All hope has now been given up for the two Trentonians, and it is almost certain that they went down with the great liner and are at the bottom of the sea.
F. W. Roebling, jr., and Karl G. Roebling, cousins of Washington A. Roebling, 2d, and William J. Blackwell and Henry C. Blackwell, brothers of Stephen W. Blackwell, left here for New York yesterday morning.
They secured the necessary passes allowing them to enter the Cunard pier and were there early last evening among thousands of other anxious ones waiting for the Carpathia to arrive. As the survivors walked slowly from the big vessel to the pier or were assisted down the elevators by friends they were eagerly scanned by heartbroken relatives.

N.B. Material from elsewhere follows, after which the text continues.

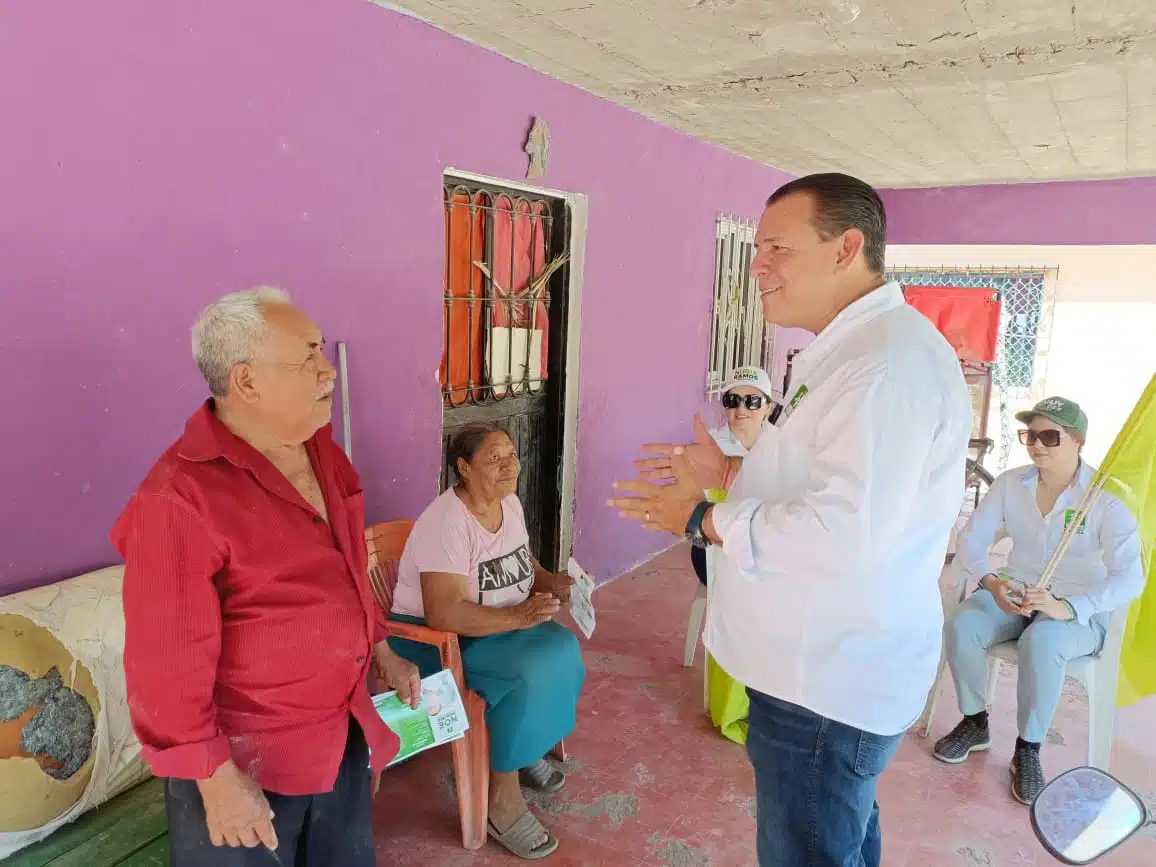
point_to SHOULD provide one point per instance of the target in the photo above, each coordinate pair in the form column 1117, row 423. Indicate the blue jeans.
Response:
column 815, row 786
column 331, row 829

When the last ones had left the vessel, Messrs. Roebling and Blackwell turned away, disappointed, and returned to the Waldorf-Astoria, where they remained for the night. The members of the Bonnell family, of Youngstown, O., accompanied Mr. Roebling and Mr. Blackwell to Europe. Miss Caroline Bonnell, the only one of the family to be rescued, was too nervous to be seen when she left the ship. She will talk with the Roeblings to-day at the Waldorf and give what information she can.
A few days ago former Senator Jonathan Blackwell, father of Stephen W. Blackwell, received a letter from him. It was mailed just before he sailed from Europe. He spoke of having met the Bonnells on the boat.
Rose Stahl last evening telephoned to a relative of hers in this city that her manager, Henry B. Harris, went down with the Titanic, while his wife was saved.